Qiu Xiaolong

Cité de la poussière rouge

Editions Liana Levi, collection « Littérature étrangère »
Traduit de l’américain par Fanchita Gonzalez Batlle 224 pages
17 €
 

Shanghai, cité de la Poussière Rouge. Dans cet ensemble composé de maisons traditionnelles, les habitants aiment se réunir dans l’une des allées pour leur « conversation du soir ». Pendant plus de cinquante ans, de la prise de pouvoir du Parti communiste en 1949 jusqu’à la période actuelle du « socialisme à la chinoise », en passant par la Révolution culturelle, chacun tire sa chaise à l’extérieur, chacun tisse son récit. Travail, précarité, ambition et amour se déclinent selon la grammaire socialiste, car rien n’échappe à l’idéologie. La cité est un microcosme à l’image du pays, dans lequel la poussière rouge recouvre jusqu’aux pensées de ses habitants. Avec ces nouvelles, Qiu Xiaolong nous offre encore une fois un regard pénétrant et lucide sur la Chine moderne.

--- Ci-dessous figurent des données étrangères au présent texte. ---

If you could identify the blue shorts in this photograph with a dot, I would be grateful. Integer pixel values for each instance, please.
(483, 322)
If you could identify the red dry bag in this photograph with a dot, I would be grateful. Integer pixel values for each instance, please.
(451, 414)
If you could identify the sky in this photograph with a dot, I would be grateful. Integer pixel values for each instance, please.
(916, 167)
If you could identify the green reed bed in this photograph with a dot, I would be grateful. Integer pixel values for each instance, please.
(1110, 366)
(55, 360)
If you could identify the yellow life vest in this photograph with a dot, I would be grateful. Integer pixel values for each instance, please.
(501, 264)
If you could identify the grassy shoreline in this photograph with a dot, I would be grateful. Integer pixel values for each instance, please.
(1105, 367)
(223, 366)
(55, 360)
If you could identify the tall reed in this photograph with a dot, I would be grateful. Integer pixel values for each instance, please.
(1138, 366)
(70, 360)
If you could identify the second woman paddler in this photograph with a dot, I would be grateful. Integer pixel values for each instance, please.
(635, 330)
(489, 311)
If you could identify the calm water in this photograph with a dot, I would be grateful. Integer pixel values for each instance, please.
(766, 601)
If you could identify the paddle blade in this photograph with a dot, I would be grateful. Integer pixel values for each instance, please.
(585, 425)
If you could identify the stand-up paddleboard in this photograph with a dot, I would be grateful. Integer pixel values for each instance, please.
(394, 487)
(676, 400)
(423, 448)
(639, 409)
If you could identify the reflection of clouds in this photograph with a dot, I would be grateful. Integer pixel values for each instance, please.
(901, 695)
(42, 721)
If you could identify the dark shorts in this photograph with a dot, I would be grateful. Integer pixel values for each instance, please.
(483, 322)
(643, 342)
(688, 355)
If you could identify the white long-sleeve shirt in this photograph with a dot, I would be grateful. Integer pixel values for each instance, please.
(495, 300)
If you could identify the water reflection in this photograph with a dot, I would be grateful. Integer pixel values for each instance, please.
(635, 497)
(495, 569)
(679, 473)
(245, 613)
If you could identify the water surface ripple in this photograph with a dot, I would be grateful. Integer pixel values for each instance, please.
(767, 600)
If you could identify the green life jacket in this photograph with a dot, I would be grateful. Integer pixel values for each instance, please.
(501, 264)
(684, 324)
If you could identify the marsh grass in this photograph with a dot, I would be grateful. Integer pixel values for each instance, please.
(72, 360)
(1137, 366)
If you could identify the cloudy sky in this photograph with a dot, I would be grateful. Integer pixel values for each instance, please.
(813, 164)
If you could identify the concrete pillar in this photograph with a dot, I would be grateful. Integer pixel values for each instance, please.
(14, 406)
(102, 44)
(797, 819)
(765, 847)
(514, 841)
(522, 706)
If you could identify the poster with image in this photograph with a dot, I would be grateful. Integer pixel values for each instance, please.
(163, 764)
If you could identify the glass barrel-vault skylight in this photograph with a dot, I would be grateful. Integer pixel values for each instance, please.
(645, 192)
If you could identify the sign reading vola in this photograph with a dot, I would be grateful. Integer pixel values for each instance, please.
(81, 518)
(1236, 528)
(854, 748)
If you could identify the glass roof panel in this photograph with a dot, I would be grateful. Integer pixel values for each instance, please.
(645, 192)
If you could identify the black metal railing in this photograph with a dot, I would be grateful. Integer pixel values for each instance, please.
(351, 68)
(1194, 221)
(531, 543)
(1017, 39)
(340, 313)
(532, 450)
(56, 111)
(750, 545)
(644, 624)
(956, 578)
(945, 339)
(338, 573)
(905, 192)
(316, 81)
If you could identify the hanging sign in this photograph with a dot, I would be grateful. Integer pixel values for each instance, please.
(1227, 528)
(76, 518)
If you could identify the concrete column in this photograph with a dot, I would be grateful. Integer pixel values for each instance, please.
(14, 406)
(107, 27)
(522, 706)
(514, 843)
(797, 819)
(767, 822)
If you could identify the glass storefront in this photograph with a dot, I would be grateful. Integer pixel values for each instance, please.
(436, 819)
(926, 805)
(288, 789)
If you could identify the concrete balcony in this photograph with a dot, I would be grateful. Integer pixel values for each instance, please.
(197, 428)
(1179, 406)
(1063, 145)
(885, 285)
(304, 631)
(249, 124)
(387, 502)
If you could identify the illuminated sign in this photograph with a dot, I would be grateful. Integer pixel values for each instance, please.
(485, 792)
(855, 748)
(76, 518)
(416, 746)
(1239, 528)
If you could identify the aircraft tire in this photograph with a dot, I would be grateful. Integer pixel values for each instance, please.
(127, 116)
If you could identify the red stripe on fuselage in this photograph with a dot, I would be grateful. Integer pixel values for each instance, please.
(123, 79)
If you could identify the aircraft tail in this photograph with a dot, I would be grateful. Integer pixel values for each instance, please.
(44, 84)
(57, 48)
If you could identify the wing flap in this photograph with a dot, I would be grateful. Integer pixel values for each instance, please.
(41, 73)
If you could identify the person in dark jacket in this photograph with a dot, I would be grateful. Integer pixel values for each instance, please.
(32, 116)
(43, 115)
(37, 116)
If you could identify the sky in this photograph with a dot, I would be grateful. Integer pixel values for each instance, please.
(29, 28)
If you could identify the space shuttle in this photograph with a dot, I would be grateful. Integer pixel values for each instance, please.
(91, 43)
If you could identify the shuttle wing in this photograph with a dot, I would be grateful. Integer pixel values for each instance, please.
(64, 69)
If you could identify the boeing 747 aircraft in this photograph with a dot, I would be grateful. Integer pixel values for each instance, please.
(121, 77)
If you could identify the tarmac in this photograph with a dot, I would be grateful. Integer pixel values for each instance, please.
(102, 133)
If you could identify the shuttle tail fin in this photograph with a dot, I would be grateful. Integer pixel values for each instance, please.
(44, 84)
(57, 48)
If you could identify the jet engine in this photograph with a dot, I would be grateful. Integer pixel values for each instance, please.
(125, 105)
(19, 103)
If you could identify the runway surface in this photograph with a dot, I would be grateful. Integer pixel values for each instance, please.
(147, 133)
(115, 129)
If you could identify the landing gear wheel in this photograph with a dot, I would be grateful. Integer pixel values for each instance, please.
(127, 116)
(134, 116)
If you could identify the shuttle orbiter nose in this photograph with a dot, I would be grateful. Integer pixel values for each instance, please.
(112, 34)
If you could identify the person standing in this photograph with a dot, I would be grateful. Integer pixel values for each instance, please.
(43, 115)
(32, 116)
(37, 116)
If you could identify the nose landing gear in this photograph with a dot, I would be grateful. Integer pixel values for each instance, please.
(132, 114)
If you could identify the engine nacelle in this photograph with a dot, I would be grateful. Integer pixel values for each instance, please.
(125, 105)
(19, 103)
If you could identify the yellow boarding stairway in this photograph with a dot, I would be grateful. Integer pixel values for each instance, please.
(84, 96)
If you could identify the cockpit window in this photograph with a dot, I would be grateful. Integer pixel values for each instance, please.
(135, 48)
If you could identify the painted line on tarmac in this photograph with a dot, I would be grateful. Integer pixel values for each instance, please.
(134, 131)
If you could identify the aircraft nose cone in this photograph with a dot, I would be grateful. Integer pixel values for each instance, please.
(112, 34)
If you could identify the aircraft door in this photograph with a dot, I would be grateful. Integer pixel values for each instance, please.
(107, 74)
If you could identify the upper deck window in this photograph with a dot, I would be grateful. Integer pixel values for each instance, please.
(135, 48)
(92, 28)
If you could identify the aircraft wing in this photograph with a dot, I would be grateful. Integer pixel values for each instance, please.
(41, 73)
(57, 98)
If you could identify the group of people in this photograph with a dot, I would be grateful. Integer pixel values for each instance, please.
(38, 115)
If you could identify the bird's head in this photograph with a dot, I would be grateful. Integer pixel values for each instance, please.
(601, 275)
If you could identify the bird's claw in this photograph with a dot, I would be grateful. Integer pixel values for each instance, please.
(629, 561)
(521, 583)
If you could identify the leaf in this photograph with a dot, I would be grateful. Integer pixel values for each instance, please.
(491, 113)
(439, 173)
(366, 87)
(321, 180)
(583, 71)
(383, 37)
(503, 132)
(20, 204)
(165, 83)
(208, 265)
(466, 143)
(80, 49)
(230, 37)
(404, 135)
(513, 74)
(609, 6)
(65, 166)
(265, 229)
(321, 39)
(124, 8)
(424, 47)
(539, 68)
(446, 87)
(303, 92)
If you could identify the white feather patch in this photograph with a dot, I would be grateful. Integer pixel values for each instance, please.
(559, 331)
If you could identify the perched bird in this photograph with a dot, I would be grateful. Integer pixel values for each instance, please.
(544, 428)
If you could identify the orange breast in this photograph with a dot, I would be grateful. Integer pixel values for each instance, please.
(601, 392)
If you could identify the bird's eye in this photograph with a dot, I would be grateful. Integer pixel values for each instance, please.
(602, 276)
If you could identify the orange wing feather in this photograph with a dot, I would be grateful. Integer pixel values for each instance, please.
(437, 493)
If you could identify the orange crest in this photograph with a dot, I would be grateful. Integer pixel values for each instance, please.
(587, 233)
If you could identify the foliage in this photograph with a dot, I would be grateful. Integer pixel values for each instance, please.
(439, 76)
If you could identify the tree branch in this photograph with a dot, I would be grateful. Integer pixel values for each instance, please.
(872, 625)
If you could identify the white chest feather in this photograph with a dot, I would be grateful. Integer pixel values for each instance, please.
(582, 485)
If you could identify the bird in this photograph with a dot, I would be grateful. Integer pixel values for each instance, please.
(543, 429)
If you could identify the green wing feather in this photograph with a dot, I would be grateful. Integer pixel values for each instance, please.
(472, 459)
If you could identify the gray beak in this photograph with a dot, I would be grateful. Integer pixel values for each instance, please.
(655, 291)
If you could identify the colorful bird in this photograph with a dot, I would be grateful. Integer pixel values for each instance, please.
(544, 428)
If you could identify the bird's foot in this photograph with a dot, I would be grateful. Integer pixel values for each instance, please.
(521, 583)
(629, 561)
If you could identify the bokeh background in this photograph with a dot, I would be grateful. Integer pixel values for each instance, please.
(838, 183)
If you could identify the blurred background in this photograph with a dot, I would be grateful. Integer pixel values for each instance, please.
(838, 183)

De 1949 à 2005, c’est-à-dire sur plus de cinquante ans, de la proclamation de la République populaire de Chine par Mao Zedong en 1949 jusqu’aux « premiers vols entre la Chine et Taiwan depuis 1949 », Qui Xiaolong nous propose vingt-deux nouvelles articulées autour d’un groupe de personnages d’un quartier de Shanghai que l’on retrouve sur différentes années. Chaque nouvelle débute par un résumé des principaux événements de l’année écoulée vus de la Cité, puis nous entraîne dans une histoire particulière que nous raconte l’un ou l’autre des personnages.

Nous avons beaucoup aimé ces récits dans lesquels Qui Xialong nous amène à ressentir la vie quotidienne du petit peuple chinois, de ceux qui subissent la Révolution culturelle ou la réforme économique des années 1980 et de ceux qui sont partie prenante de l’une ou de l’autre.